Ecco, l’iniziativa è la parola su cui si misura la separazione della realtà. Di posizionamento sul salario minimo, di retroguardia e tutta in scia dei Cinque Stelle sul caso Santanchè: non ci voleva Palmiro Togliatti per prevedere che qualcuno l’avrebbe presentata, anche se non produrrà le dimissioni del ministro. Si sa, ormai va così: le mozioni non si orchestrano per conseguire un risultato parlamentare, ma il risultato è tutto extra-parlamentare in sé, nel senso di costruzione di un’opposizione nel dibattito pubblico. E non è certo una bella figura dire prima che non serve e poi accodarsi a Giuseppe Conte, tanto valeva intestarsela. Ed è invece inesistente (l’iniziativa) sul vero punto debole del governo, l’immigrazione di cui comprensibilmente non parlano né la destra né i suoi giornali, che a parti invertite avrebbero suonato la gran cassa. Per carità, c’è l’indignazione umanitaria, farcita di retorica buonista, ma se la linea è “accogliamoli tutti”, ci sarebbe solo da compiacersi che il governo, a sua insaputa, sta realizzando il programma del Pd, perché le coste sono un colabrodo e sta arrivando mezza Africa. Linea che non ha alcuna sinistra al mondo, da Joe Biden alla premier danese a Pedro Sanchez.

Ed è proprio sul dossier internazionale che la solita postura declamatoria segnala una significativa involuzione politica, tipicamente gruppettara: il problema non è coniugare opposizione e interesse nazionale, ma essere contro a prescindere, senza indicare una prospettiva.

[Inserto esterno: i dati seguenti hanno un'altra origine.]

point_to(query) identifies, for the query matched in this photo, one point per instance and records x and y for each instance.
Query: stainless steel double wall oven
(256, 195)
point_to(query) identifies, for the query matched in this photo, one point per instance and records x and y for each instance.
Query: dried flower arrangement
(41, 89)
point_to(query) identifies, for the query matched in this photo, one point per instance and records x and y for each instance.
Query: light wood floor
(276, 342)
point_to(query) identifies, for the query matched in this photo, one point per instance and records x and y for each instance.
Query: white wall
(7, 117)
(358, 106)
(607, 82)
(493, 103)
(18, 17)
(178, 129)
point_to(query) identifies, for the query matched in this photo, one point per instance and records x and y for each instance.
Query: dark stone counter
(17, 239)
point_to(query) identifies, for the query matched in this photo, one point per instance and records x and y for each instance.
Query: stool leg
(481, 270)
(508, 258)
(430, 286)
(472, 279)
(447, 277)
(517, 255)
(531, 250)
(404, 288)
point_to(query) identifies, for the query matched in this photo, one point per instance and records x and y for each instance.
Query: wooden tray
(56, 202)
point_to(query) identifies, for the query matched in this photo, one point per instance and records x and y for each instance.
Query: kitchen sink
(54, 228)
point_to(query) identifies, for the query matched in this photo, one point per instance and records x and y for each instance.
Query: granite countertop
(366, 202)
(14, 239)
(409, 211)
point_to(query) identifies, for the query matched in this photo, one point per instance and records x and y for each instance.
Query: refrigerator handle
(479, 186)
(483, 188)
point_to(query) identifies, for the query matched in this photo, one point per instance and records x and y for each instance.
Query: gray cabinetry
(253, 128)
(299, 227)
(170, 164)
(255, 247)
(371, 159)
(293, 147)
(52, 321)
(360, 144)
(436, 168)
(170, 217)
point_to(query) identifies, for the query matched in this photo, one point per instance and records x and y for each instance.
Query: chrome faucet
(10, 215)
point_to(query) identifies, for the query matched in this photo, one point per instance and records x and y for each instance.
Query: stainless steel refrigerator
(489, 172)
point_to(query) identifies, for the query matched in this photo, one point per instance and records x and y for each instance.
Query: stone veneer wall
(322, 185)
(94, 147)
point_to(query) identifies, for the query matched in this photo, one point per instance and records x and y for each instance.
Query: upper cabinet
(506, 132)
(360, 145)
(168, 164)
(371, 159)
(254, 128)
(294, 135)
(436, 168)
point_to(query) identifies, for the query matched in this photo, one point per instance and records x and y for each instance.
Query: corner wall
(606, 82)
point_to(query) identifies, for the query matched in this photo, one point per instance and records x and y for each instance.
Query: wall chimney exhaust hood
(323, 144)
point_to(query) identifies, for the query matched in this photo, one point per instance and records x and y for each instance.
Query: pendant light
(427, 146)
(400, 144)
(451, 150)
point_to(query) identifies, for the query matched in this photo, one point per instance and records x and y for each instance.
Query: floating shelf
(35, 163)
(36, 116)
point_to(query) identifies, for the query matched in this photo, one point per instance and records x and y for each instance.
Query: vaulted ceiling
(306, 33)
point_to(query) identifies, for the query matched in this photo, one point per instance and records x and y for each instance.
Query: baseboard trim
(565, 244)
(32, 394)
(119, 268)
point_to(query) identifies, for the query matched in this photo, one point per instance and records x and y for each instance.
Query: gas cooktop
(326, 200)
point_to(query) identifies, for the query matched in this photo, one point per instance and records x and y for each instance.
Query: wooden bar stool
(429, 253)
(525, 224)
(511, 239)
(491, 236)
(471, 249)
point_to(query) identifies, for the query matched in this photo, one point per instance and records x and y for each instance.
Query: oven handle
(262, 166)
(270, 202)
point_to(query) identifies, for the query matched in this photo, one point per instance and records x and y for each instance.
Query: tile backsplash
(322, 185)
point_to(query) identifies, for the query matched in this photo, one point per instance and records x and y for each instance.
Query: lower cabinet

Il ministro dell’interno spagnolo, socialista, ha considerato un passo in avanti l’accordo siglato da Ursula von der Leyen a Tunisi, voluto dal governo italiano. Perché pur non essendo un accordo sull’immigrazione (il limite) esso rappresenta una prima assunzione di responsabilità europea sul tema dell’Africa: una parte dei fondi europei non sono subordinati al negoziato tra la Tunisia e l’Fmi, le cui condizioni rigide – in termini economici, non di diritti – sono osteggiate dai sindacati e dai lavoratori tunisini. Si può dire: “E’ la direzione giusta, su cui peraltro Giorgia Meloni rinnega i deliri della separazione dell’Africa da realizzare con il blocco navale, ma non è sufficiente”, si dice: “tutto sbagliato”. E allora la domanda è semplice: se Elly Schlein sostiene che quell’accordo non è rispettoso dei diritti umani, perché non pone il problema, nell’ambito del Pse, di ritirare il sostegno a Ursula? La presidente che a Tunisi ha violato i diritti è la stessa lodata per aver resistito, qualche giorno prima, all’attacco di Weber sul clima e considerata un baluardo rispetto all’altra prospettiva di assetti europei, incarnata sempre da Weber.

La risposta (all’interrogativo) è semplice, e sta nel primato della propaganda sulla politica, di cui altro sfolgorante esempio sono le timidezze nel riconoscere il buon operato del governo su Patrick Zaki, speculare a quello che faceva Giorgia Meloni, dall’opposizione, ai tempi dei marò, cui contribuisce anche la ritrosia del “liberato”, perfetto per un seggio al Pd alle Europee. Come se, in un paese civile, non ci possano essere momenti in cui si sottolinea, su grandi questioni, una vittoria del paese, nella differenza dei ruoli e delle idee. Questa non è opposizione, e non è neanche autentica radicalità. È una specie di assemblea studentesca, in un mondo a parte.